Anyone who’s ever worked in a startup or founded a new business that’s rapidly growing appreciates the difficulty. Sometimes they never know about the key role that an Operations Manager plays in an organization. But it’s certainly something they should learn more about now to be better prepared in the future.
What Does an Operations Manager Do?
An Operations Manager is recruited to manage disparate parts of the business and bring them together.
For instance, the finance team might be good at projecting the likely future costs and earnings when the business wasn’t growing quickly. However, estimating income and expenses when going through a sustainable growth phase is another matter entirely.
The Operations Manager will work with the finance, marketing, purchasing, product creation and logistics departments (depending on the business type) to tie together how the company currently operates and what is needed in the future.
Forward-looking, Not Backward Focused
Their role is to look ahead to see whether the products or services that the company plans to offer are within the current capabilities of the different departments to deliver. They do this from an unemotional, programmatic perspective, rather than a critical or self-serving one.

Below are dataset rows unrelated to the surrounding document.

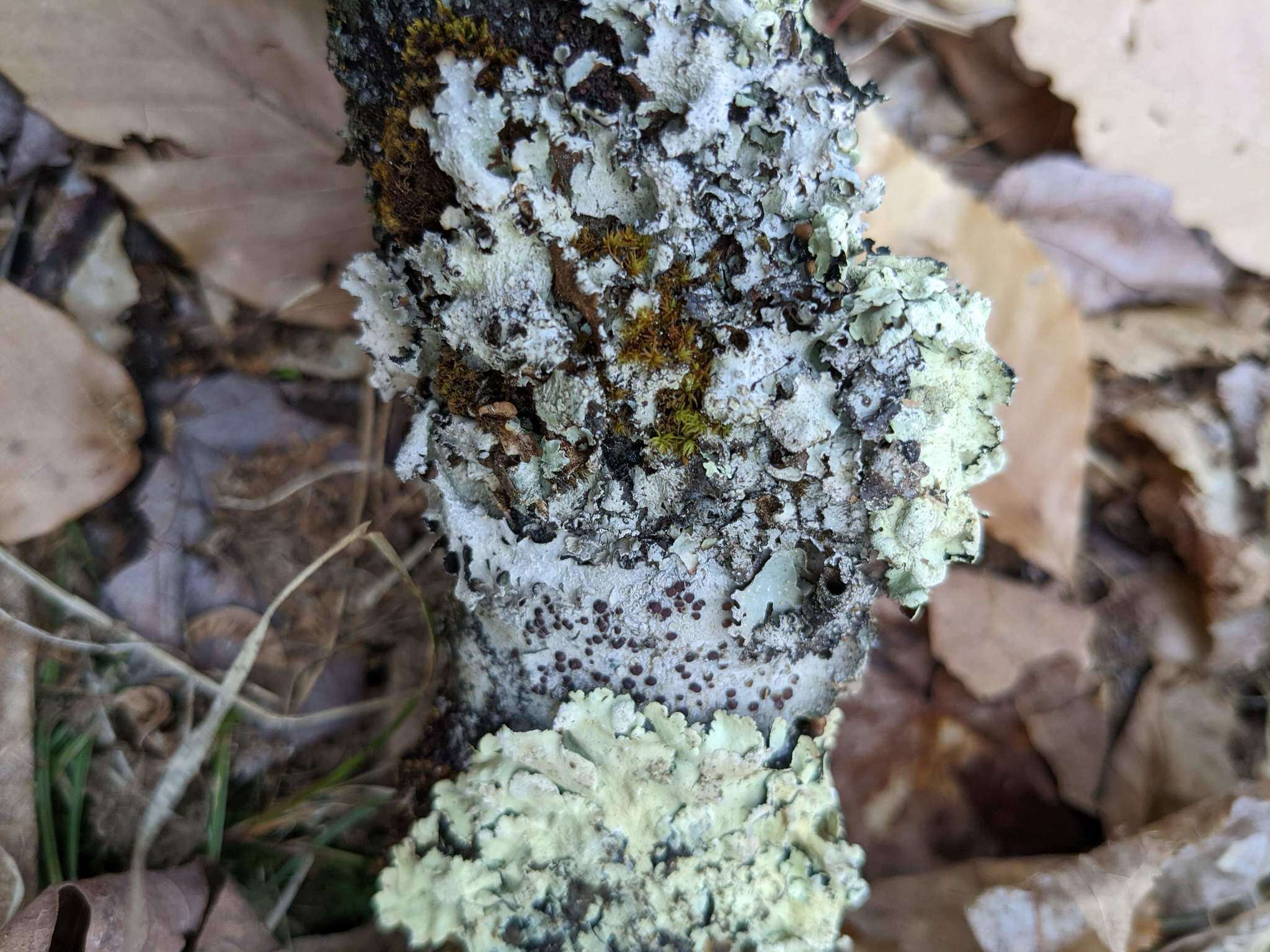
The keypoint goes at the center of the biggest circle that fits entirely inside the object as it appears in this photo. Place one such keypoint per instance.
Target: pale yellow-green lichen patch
(628, 829)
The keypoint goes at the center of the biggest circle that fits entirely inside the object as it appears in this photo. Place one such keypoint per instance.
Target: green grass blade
(345, 770)
(47, 832)
(220, 796)
(76, 776)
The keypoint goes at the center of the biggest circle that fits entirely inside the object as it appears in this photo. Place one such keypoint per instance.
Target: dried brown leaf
(241, 98)
(1171, 93)
(1010, 103)
(1060, 703)
(988, 630)
(1112, 899)
(934, 776)
(69, 438)
(1113, 236)
(1175, 751)
(1148, 342)
(102, 287)
(233, 926)
(1036, 505)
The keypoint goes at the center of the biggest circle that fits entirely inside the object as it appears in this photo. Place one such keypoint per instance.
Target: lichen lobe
(629, 829)
(673, 410)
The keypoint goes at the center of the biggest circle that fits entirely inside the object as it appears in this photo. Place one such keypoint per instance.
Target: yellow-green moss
(412, 188)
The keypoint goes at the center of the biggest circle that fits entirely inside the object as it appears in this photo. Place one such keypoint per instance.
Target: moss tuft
(413, 191)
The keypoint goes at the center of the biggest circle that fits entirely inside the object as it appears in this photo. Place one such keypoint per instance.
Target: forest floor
(1066, 751)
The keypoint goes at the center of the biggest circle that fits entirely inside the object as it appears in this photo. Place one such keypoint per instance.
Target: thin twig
(928, 17)
(342, 467)
(375, 593)
(131, 643)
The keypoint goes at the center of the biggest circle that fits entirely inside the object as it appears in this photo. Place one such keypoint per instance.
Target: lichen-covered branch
(682, 421)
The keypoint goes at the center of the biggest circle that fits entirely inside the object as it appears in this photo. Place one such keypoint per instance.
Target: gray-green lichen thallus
(673, 413)
(681, 426)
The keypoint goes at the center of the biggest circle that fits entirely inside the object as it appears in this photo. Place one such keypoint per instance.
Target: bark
(681, 423)
(660, 416)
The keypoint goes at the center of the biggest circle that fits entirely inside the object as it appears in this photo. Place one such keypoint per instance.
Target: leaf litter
(1128, 708)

They understand that it is a team effort, even when there are departments that are trying to protect their mini fiefdoms. The Operations Manager has to break down those barriers and bring people together to solve business problems efficiently and well as a group. Good relationships with all departments are needed in order to perform their duties.
This is all the more challenging when the company is growing quickly. Any small breakdown in operations can stall growth and create a bad reputation for the business which it may never recover from.

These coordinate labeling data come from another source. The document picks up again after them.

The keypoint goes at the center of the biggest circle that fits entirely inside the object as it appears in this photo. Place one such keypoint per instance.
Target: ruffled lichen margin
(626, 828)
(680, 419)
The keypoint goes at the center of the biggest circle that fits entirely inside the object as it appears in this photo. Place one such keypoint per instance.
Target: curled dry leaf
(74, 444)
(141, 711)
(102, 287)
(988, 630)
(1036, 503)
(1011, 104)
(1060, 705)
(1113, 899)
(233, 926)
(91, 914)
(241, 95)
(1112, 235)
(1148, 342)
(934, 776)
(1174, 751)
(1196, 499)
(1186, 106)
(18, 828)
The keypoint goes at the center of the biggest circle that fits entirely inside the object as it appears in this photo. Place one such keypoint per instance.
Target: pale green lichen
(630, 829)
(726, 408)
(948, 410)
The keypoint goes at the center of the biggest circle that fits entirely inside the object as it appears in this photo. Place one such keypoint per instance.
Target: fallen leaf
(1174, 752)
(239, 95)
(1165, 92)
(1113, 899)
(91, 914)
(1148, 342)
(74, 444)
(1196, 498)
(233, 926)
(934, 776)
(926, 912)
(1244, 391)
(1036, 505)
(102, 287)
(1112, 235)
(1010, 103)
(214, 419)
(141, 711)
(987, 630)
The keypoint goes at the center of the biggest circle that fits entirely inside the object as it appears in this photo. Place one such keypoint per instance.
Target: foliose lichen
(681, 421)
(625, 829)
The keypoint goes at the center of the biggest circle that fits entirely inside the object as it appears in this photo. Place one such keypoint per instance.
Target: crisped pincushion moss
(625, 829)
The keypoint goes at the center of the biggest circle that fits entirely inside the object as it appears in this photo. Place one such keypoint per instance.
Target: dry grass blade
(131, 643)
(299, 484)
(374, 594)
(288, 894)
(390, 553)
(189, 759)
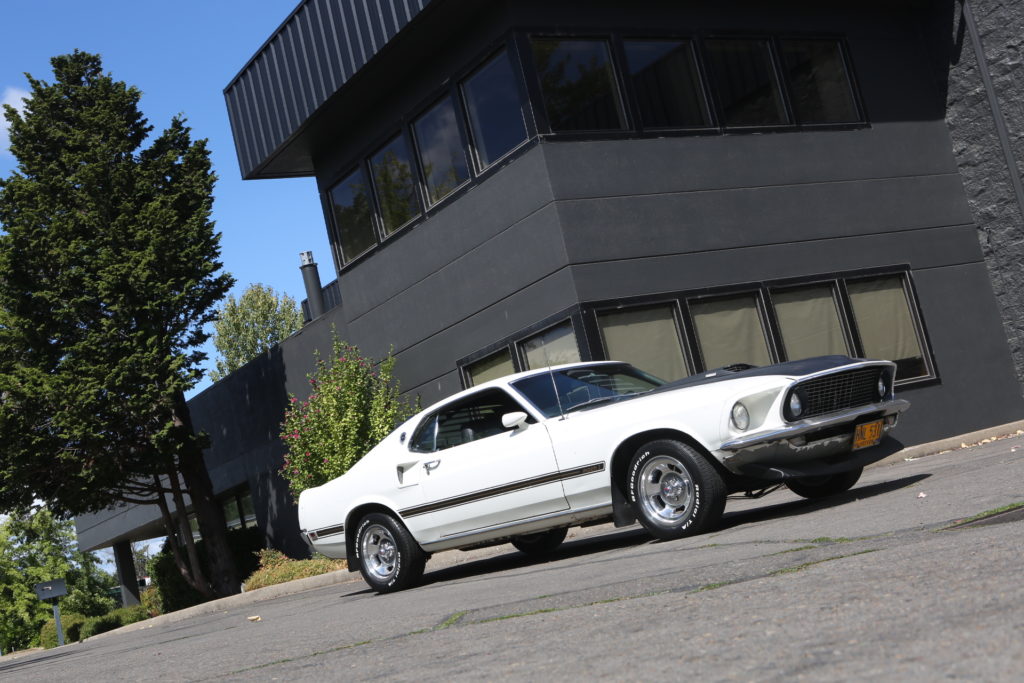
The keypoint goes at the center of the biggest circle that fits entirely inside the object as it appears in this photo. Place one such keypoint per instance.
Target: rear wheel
(540, 544)
(828, 484)
(389, 557)
(675, 492)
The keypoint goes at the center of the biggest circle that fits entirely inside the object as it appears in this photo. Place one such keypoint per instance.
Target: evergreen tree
(109, 270)
(250, 325)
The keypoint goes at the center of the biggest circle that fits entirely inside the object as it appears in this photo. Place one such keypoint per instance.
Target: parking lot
(868, 584)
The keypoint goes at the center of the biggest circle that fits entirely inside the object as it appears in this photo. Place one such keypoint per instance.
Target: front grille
(839, 391)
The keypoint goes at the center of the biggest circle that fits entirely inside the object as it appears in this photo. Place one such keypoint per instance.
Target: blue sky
(181, 54)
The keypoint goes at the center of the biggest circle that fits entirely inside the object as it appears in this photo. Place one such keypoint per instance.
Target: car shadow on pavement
(803, 506)
(513, 559)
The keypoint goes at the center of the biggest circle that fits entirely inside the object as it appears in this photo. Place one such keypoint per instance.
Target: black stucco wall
(980, 156)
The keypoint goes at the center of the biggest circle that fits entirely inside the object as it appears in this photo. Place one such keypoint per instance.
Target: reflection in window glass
(578, 84)
(646, 338)
(352, 216)
(551, 347)
(745, 83)
(729, 331)
(819, 86)
(809, 322)
(442, 155)
(395, 184)
(248, 511)
(885, 324)
(231, 515)
(495, 110)
(667, 84)
(491, 368)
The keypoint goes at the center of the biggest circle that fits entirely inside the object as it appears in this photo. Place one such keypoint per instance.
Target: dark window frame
(591, 342)
(525, 108)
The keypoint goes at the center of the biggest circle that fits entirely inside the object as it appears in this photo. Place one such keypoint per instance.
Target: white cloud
(14, 97)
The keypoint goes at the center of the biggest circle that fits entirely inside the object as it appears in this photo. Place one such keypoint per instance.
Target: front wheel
(540, 544)
(389, 557)
(675, 492)
(822, 486)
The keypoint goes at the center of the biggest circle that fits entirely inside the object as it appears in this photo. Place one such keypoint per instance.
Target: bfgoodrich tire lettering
(389, 557)
(674, 491)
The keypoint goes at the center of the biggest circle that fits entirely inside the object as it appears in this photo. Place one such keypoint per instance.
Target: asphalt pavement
(884, 582)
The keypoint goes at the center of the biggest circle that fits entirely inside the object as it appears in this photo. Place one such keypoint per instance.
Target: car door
(477, 473)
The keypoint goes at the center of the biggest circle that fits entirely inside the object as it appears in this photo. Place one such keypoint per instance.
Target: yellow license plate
(867, 434)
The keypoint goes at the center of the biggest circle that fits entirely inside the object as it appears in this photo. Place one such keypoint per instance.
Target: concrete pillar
(125, 561)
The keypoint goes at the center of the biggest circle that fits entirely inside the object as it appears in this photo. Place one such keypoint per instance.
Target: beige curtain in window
(491, 368)
(730, 331)
(809, 321)
(884, 321)
(552, 347)
(646, 338)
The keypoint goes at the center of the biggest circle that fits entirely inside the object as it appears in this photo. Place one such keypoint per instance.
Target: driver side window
(471, 419)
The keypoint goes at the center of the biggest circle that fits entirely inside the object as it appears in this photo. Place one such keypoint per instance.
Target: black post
(310, 278)
(125, 561)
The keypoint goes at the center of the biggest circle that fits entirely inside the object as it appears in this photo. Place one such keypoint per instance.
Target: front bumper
(803, 445)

Looking at the Big Picture
Sometimes the product creation team will come up with something that looks fabulous on paper or on a pretty animated CAD diagram, but lacks specificity.
The Ops Manager will insist on turning that product idea into a realistic estimate of manufacturing costs including any new machinery that’ll be required or the cost to re-tool existing machinery to make the product.

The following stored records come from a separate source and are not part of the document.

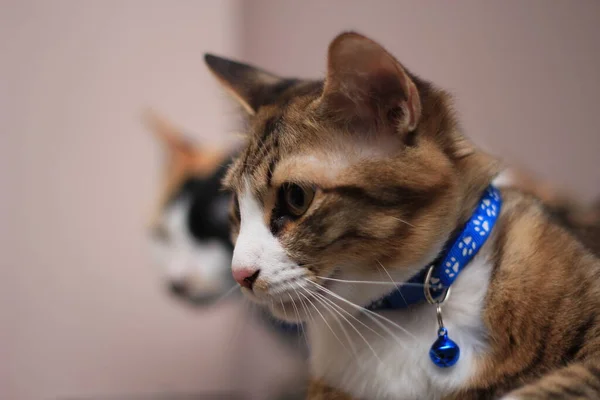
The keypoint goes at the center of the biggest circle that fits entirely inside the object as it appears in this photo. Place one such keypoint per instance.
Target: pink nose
(246, 276)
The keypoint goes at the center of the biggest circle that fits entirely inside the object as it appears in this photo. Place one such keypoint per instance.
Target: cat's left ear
(365, 81)
(252, 87)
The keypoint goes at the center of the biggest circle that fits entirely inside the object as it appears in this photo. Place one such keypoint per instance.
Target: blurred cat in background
(190, 234)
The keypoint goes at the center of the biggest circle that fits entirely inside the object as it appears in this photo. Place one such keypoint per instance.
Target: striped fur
(394, 177)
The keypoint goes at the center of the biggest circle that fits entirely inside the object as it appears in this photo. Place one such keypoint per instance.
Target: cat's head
(361, 176)
(190, 231)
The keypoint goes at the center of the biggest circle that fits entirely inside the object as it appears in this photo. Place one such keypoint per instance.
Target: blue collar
(452, 260)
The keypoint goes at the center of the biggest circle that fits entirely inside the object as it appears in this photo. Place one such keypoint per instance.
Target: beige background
(82, 313)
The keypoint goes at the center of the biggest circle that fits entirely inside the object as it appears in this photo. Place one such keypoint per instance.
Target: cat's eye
(296, 198)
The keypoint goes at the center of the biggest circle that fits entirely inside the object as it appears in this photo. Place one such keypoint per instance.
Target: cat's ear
(183, 156)
(250, 86)
(365, 81)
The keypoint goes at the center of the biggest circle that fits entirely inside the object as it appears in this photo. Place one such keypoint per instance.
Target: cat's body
(365, 178)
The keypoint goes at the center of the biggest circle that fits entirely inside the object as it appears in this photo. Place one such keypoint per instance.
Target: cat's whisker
(378, 323)
(362, 309)
(329, 326)
(240, 322)
(332, 303)
(297, 316)
(283, 308)
(226, 294)
(357, 332)
(383, 283)
(301, 322)
(392, 280)
(344, 331)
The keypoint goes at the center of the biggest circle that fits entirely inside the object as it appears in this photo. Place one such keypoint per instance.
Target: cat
(583, 220)
(190, 228)
(191, 246)
(353, 189)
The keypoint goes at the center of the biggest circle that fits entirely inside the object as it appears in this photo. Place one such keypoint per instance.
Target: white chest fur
(402, 369)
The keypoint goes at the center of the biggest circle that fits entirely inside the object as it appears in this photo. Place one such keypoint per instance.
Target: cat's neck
(375, 358)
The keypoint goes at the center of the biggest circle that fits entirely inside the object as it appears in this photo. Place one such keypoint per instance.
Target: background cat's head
(364, 175)
(190, 231)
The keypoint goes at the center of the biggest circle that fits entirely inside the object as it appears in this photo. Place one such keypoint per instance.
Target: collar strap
(452, 260)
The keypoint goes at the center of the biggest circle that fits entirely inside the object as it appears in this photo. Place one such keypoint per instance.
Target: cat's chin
(285, 311)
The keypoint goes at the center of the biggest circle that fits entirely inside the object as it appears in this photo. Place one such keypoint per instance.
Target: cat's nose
(246, 276)
(178, 288)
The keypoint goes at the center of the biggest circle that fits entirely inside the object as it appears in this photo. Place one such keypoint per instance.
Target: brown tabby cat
(362, 179)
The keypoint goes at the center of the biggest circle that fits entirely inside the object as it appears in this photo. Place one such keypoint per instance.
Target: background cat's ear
(184, 157)
(250, 86)
(365, 81)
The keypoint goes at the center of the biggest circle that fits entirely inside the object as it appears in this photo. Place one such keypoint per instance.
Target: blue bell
(444, 352)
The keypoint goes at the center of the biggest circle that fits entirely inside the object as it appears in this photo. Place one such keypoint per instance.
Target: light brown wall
(83, 312)
(525, 73)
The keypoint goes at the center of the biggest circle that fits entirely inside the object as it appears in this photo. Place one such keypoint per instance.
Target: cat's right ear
(250, 86)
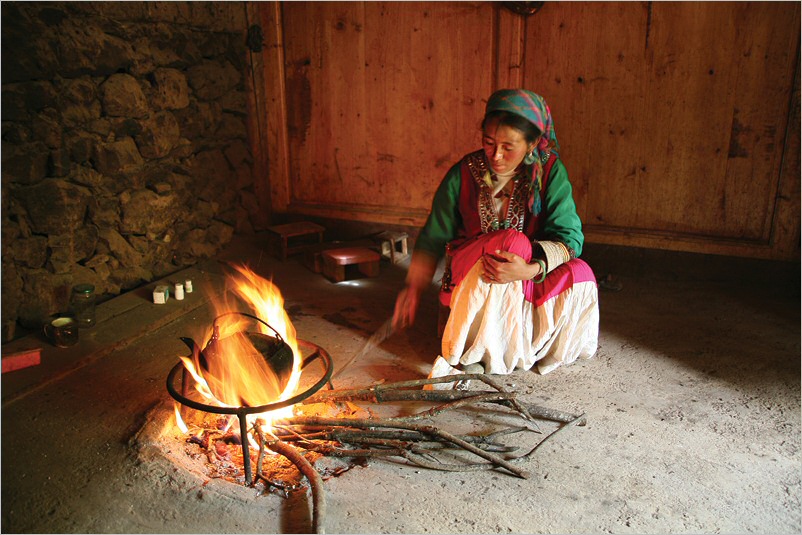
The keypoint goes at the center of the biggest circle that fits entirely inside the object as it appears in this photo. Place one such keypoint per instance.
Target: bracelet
(542, 275)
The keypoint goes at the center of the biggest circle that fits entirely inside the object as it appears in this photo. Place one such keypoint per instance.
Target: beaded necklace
(516, 207)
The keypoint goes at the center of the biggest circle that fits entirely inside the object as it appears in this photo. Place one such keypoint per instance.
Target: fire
(239, 367)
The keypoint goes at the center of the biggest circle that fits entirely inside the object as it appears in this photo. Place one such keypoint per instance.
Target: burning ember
(285, 427)
(238, 368)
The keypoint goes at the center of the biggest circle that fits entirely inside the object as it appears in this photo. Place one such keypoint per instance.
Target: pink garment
(557, 281)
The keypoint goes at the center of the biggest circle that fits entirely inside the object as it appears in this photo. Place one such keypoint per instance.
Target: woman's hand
(406, 305)
(419, 276)
(502, 267)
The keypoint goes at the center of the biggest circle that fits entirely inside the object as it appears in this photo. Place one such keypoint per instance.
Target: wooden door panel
(671, 118)
(377, 103)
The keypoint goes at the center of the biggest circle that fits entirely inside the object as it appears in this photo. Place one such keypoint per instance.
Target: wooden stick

They’ll also mull over how the product idea fits into the existing operation. Will it require extra working capital for parts, machinery, raw materials and other items?
How does the marketing team feel about promoting the product? What initial ideas do they have about packaging it and promoting it against competitors with similar products? Is market research required to determine if there’s enough of a market to make the product worthwhile in the first place?
Being the Bad News Bearer
Sometimes when weighing up the potential outlook, the recommendation of the Operations Manager is that a suggested product should not go ahead. They’ll then lay out their reasons as to why it doesn’t make sense to go ahead with it at this time.
By consulting with other departments, many of which will be involved, the company benefits from their valued input. Each department head may have their own opinion. However, rather than be seen to dump a new problem on their laps without any warning, by consulting with them, they at least feel involved.
The Ops Manager may conclude that the new product shouldn’t go ahead. Sometimes that means being the bad news bearer. However, they understand that plenty of businesses have gone under by producing products that no one wanted and didn’t purchase. Others have gone to the wall because departments like the marketing team never believed in the product and didn’t give it their best effort to sell it.
Supply Chain in the Hot Seat
When the fast-growing business is a physical product business, then the supply chain management becomes a vital part of the operation.
Running out of inventory or basic raw materials to produce a product leads to a production line that gets turned off. Investments in machinery and staff wages are wasted while waiting for deliveries to arrive. It also puts pre-orders under threat of not being fulfilled which could affect brand reputation with the failure spilling over onto other product lines even when they weren’t delayed.
The supply chain also has links to the finances of the business. When the cashflow isn’t managed properly, or the requirement for additional funds to accelerate production and manage the expanded order book isn’t handled, then there’s a bottleneck for a different reason.
The Operations Manager is needed to ensure that rapid growth is managed from the purchasing team, the finance team, and other departments that all may struggle to adjust to changing circumstances. Getting different departments to see things from the company’s perspective, not just their department alone, is always a challenge. However, when bonus packages are connected to the company’s earnings and not their individual or departmental performance, it tends to get the ball rolling.
For people who are interested in this challenging role that requires both knowledge and excellent communication skills, then they should consider taking an operations management degree online. It can be studied while still working, which makes it more affordable and convenient than taking a couple of years off work to do so.
As you can tell, when wanting to be in the middle of the business wrestling with many different challenges, there’s no better place than being Operations Manager. It’s a lot of responsibility, but it’s also a good role for someone who enjoys being detail oriented, analyzing new plans for improvements, looking for efficiencies in current operations and liaising continually with departments across the company.